I recently read an article in which the author considered it a near-certainty that the Phillies would've snagged two solid draft picks had Ryan Howard departed as a free agent after the 2011 season.  That seems plausible on the surface – we know the Elias rankings don't use sophisticated numbers, and Howard seems like he would be a Type A lock.

However, a check of the 2008-09 Elias rankings for National League first basemen and outfielders shows that Howard ranked 23rd in the group at 76.296 points.  He's a Type A, but the 27th-ranked player, Skip Schumaker, starts off the Type Bs at 69.394. 
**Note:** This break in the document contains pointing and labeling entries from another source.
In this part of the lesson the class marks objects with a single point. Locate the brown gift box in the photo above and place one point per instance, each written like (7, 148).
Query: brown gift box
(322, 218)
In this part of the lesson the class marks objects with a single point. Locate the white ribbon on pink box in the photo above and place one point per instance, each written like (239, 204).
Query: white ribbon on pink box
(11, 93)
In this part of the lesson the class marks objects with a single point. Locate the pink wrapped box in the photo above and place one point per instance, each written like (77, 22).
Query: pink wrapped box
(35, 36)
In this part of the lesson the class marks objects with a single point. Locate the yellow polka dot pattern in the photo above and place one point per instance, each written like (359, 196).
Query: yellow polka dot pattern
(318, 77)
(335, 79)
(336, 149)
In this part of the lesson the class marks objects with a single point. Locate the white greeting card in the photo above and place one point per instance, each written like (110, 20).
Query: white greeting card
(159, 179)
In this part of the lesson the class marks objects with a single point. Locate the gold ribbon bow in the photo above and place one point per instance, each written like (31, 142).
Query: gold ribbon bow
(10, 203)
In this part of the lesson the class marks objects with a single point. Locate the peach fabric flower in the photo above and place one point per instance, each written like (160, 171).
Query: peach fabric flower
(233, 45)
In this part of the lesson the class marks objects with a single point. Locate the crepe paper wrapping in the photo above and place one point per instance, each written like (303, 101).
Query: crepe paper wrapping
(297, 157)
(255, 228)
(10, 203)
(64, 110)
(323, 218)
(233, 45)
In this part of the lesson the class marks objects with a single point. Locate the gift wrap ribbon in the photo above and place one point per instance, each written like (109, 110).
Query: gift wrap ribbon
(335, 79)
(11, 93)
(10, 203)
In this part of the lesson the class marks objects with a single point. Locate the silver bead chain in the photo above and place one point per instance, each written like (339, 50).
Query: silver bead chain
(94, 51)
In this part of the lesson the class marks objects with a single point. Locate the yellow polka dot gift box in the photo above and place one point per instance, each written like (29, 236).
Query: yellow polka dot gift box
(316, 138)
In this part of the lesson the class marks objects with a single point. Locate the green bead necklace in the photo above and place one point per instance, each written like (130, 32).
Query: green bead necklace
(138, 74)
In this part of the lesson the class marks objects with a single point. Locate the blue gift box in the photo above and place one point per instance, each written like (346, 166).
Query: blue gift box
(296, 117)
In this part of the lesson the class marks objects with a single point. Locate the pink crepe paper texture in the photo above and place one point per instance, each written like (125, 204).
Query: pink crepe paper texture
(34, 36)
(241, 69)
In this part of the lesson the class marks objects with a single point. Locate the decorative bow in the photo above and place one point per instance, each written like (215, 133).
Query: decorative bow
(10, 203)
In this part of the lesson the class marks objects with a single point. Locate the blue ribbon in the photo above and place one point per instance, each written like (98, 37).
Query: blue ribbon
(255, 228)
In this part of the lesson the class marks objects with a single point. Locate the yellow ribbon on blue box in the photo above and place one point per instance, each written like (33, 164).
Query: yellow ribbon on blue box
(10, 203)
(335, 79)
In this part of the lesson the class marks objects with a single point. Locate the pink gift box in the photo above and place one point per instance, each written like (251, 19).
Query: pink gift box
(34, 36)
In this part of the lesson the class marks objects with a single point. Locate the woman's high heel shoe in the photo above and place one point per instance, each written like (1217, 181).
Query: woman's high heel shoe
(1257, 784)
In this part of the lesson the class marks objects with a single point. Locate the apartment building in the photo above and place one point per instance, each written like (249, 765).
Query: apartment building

Several years ago, ESPN's Keith Law revealed that each league's 1B/OF groups are ranked based on five stats: plate appearances, batting average, on-base percentage, home runs, and runs batted in.  Even though Howard tallied 1403 PAs, 93 HR, and 287 RBI over 2008-09, his pedestrian .265 AVG and .349 OBP knocked him well down the rankings.  If Howard's 2010-11 production slips, he could easily be a Type B.  Elias' formulas might not be the best way of ranking players, but they're part of the fabric of many multi-million dollar decisions.  Looking ahead, the current collective bargaining agreement expires on December 11th, 2011, and we don't know if the formulas will be revamped.

Even if Howard did get Type A status, would the Phillies have offered arbitration?  We've seen plenty of instances where players coming off good seasons were not offered arbitration – Johnny Damon and Randy Wolf are two recent examples.  And there's always the chance the player accepts, like Rafael Soriano, Rafael Betancourt, and Carl Pavano did recently. 

If a team makes it all the way to the point of a Type A free agent being offered arbitration and declining, there's a chance the draft picks gained aren't great.  Look at the Blue Jays, received picks #34 and 80 for Marco Scutaro this year because the Red Sox also signed John LackeyScutaro's Elias number of 83.069 was just below Lackey's 83.865 figure.  In the most extreme example, the Jays received picks #37 and 104 when Type A free agent A.J. Burnett signed with the Yankees a year prior.  You're at the mercy of which team signs your free agent.

The point of all of this: you can dream of getting picks #19 and 33 for your big-name departing free agent, like the Astros did for Jose Valverde this year, but many factors can derail the plan along the way.